Hot formed (HF) steel

This hot forming quench hardenable steel is used at temperatures above the austenitic range (900 -950 deg. C) for optimized part geometries with intricate shapes having no spring back issues. While processing this steel there are three important states with different mechanical properties.

  • State 1 – In this state tensile strength of 600 MPa maximum is considered for blanking dies design.
  • State 2 – In state 2, there is low strength and high elongation (up to 50 %) at forming temperatures which facilitates forming of complex shapes. To avoid surface oxidation after the forming operation special coating based on aluminium and silicon is used.
  • State 3- In this state, strength above 1300 MPa is achieved after quenching in the die following the forming operation.

There are special processes which are to be taken into account while finishing the product. Typical press cycle time is 20 to 30 seconds. Hot forming boron steels are usually used for structural and safety parts.

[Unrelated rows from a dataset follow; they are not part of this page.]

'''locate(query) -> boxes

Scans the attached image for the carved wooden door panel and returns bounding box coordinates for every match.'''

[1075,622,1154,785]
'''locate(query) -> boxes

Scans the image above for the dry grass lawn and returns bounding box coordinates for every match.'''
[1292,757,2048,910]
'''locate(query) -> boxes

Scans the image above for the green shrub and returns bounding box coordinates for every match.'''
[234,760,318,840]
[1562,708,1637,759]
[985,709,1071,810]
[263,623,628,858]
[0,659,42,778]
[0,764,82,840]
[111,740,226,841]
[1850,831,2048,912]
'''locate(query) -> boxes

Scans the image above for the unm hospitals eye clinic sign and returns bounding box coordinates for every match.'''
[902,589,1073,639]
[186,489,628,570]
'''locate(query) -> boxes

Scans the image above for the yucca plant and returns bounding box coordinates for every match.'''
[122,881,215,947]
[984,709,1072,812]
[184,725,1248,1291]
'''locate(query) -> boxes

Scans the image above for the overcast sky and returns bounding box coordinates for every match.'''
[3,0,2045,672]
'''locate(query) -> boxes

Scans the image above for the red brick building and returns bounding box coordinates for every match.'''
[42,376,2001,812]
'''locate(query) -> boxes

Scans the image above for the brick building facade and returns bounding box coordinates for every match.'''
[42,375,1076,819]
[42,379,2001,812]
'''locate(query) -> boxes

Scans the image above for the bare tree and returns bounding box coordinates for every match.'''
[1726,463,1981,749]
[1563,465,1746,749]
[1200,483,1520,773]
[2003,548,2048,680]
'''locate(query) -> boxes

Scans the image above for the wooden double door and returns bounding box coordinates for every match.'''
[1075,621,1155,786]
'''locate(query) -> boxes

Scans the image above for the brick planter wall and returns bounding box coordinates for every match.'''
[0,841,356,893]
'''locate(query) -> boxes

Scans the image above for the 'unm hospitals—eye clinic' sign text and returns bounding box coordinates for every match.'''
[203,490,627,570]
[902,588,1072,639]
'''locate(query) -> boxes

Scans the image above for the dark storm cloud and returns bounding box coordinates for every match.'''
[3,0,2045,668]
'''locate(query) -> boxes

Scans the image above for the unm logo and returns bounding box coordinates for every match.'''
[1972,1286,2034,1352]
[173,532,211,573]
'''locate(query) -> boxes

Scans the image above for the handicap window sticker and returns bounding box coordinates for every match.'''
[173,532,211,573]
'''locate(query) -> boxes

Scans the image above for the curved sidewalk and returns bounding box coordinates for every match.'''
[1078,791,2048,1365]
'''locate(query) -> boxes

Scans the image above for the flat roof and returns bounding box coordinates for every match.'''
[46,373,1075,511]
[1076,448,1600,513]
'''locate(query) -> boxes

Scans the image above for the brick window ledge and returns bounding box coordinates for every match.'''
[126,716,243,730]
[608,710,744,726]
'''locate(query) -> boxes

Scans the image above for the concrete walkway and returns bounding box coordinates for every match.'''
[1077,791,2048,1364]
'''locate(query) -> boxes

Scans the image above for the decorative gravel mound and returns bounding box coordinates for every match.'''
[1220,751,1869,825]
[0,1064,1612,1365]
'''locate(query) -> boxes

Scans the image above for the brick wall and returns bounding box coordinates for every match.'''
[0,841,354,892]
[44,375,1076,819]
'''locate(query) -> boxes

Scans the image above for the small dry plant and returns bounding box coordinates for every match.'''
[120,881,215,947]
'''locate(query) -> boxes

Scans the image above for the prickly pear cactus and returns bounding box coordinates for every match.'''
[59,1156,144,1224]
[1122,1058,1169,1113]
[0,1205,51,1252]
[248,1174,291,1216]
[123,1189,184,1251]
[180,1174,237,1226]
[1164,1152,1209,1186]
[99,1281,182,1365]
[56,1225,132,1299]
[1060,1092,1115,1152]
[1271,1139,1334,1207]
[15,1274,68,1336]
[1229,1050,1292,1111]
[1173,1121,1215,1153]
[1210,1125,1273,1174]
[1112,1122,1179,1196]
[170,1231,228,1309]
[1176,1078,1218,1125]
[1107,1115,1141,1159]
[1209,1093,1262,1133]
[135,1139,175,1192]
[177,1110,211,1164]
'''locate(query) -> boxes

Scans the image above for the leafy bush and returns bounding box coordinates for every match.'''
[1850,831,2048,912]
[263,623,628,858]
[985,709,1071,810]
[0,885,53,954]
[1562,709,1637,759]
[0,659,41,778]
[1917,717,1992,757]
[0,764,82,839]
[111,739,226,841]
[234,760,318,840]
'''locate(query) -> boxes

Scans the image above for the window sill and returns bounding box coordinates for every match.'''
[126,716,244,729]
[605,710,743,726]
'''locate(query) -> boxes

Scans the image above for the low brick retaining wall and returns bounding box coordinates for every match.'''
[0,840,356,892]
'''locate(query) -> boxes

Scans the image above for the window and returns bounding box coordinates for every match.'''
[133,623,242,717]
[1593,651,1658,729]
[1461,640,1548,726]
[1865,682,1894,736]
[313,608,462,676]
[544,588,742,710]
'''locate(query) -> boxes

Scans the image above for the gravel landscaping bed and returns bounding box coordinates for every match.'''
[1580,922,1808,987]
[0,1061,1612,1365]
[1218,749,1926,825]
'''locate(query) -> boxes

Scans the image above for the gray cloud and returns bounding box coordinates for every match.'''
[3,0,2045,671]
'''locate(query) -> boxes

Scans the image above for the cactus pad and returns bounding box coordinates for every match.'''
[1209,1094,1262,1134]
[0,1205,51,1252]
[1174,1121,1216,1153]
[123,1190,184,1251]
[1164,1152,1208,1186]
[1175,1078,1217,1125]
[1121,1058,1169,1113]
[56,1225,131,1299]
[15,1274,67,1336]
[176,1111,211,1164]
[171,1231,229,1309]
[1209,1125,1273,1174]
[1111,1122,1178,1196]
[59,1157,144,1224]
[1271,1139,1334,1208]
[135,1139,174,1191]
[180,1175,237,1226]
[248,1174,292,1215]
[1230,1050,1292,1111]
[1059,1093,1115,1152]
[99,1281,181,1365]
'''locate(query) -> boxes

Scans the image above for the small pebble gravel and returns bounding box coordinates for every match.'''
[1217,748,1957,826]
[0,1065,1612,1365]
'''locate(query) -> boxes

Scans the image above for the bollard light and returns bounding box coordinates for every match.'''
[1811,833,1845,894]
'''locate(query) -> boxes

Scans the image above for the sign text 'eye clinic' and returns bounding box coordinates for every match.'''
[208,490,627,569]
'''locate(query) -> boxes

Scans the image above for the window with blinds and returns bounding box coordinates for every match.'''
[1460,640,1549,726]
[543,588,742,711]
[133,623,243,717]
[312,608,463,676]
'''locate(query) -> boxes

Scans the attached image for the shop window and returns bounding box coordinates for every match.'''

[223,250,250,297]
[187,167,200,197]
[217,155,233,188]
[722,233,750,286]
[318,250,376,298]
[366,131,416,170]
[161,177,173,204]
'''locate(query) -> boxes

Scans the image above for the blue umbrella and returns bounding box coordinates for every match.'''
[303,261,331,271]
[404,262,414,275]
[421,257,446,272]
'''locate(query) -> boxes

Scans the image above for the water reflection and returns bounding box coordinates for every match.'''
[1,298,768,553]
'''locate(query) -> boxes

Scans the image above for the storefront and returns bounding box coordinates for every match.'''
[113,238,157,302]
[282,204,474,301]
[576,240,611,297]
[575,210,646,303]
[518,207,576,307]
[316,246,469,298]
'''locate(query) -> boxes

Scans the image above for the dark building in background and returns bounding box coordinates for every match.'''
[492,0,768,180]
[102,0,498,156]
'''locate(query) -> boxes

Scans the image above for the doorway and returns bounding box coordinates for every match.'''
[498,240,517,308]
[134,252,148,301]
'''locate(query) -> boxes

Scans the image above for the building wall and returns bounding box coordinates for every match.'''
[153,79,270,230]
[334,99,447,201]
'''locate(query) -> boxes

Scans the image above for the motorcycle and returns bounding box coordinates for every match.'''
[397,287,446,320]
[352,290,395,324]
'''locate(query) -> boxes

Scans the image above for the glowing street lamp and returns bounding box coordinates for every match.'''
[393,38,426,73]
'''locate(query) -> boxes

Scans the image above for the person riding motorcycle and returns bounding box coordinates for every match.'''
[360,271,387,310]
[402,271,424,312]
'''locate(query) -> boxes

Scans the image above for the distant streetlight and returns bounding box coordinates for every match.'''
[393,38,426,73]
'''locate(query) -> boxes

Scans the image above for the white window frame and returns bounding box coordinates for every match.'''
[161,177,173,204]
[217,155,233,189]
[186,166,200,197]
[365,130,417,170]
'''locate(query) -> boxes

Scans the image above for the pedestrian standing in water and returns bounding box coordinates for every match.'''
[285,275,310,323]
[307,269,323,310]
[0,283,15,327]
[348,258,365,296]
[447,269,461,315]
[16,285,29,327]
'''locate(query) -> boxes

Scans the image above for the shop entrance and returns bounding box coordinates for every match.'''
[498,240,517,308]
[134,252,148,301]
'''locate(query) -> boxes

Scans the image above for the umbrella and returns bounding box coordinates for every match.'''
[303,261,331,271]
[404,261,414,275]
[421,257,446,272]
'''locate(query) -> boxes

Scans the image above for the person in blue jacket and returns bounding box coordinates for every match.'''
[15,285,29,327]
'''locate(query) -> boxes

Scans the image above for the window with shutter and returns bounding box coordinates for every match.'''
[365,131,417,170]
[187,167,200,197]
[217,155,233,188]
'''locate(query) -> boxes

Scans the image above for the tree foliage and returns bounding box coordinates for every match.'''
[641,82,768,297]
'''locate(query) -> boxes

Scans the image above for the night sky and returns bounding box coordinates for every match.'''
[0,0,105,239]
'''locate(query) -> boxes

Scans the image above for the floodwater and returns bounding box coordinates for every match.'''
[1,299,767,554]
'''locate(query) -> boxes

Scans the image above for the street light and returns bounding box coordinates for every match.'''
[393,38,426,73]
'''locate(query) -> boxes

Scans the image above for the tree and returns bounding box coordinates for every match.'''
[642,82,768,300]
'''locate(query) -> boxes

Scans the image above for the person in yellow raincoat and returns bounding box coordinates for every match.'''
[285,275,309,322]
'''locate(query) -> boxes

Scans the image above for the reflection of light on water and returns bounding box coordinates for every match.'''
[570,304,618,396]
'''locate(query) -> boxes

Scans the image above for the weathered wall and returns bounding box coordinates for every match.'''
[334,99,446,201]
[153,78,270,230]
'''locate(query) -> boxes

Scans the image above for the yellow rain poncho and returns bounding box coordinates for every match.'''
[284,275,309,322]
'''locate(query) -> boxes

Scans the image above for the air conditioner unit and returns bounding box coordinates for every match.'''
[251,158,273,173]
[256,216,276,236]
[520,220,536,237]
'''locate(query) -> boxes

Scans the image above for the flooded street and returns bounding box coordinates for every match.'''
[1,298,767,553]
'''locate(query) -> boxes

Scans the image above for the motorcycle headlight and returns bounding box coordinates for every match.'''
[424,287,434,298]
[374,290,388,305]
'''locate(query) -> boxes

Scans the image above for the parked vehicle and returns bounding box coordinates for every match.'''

Post forming heat treatable (PFHT) steel

In PFHT steel high strength in the steel is developed by the post forming heat treatment. Widespread use of high strength steel had been restricted since it is difficult to maintain the geometry of the part during and after the heat treatment process. Making of the part then heating with immediate quenching appear to be one of the solution. In this production process stamping is carried out at lower strength of the steel and after that steel strength is increased by heat treatment. In another process water quenching of cheaper steel with chemistry that results into tensile strength of the part in the range of 900 MPa to 1400 MPa. In this type of steel big co ordination is needed with the steel manufacturer to get the specific chemistry of steel for meeting the requirements of the part. Another process is the air hardening of alloyed tempering steel. This steel has good forming properties in soft stage and high strength after heat treatment. Besides sheet metals, air hardening steels are also suitable for tube welding. These tubes are usually used for hydro forming applications. The part is heat treated in a furnace in protective gas atmosphere (austenitized) and then hardened and tempered by natural cooling in air or in protective gas. The excellent hardenability and resistance to tempering is achieved by adding other alloying elements such as boron, chromium, molybdenum, titanium and vanadium in addition to carbon and manganese. The steel has good welding property in both its soft and air hardened state, as well as in the combination of soft/air-hardened. This steel also responds well to coating using standard coating methods.

New evolving advanced high strength steels

 To meet the demands of the automotive industry for additional capabilities of AHSS, research in this area is continuing for development of new types of steels. These steels are designed to reduce density, to improve strength, and/or to increase elongation. For example, Nano steel is being designed for avoiding low value of edge stretch (local elongation) usually experienced in DP steel and TRIP steel. In this steel the ferrite matrix is strengthened with ultra fine nano sized (less than 10 Nm) particles instead of islands of martensite. This has been achieved in hot rolled high strength steel with a tensile strength around 750 MPa. The resulting steel has a high YS/TS ratio with an excellent balance of total elongation and local elongation (Hole expansion ratio). Other example of the new evolving steel is the ultra fine grain, low density and high Young’s modulus steel.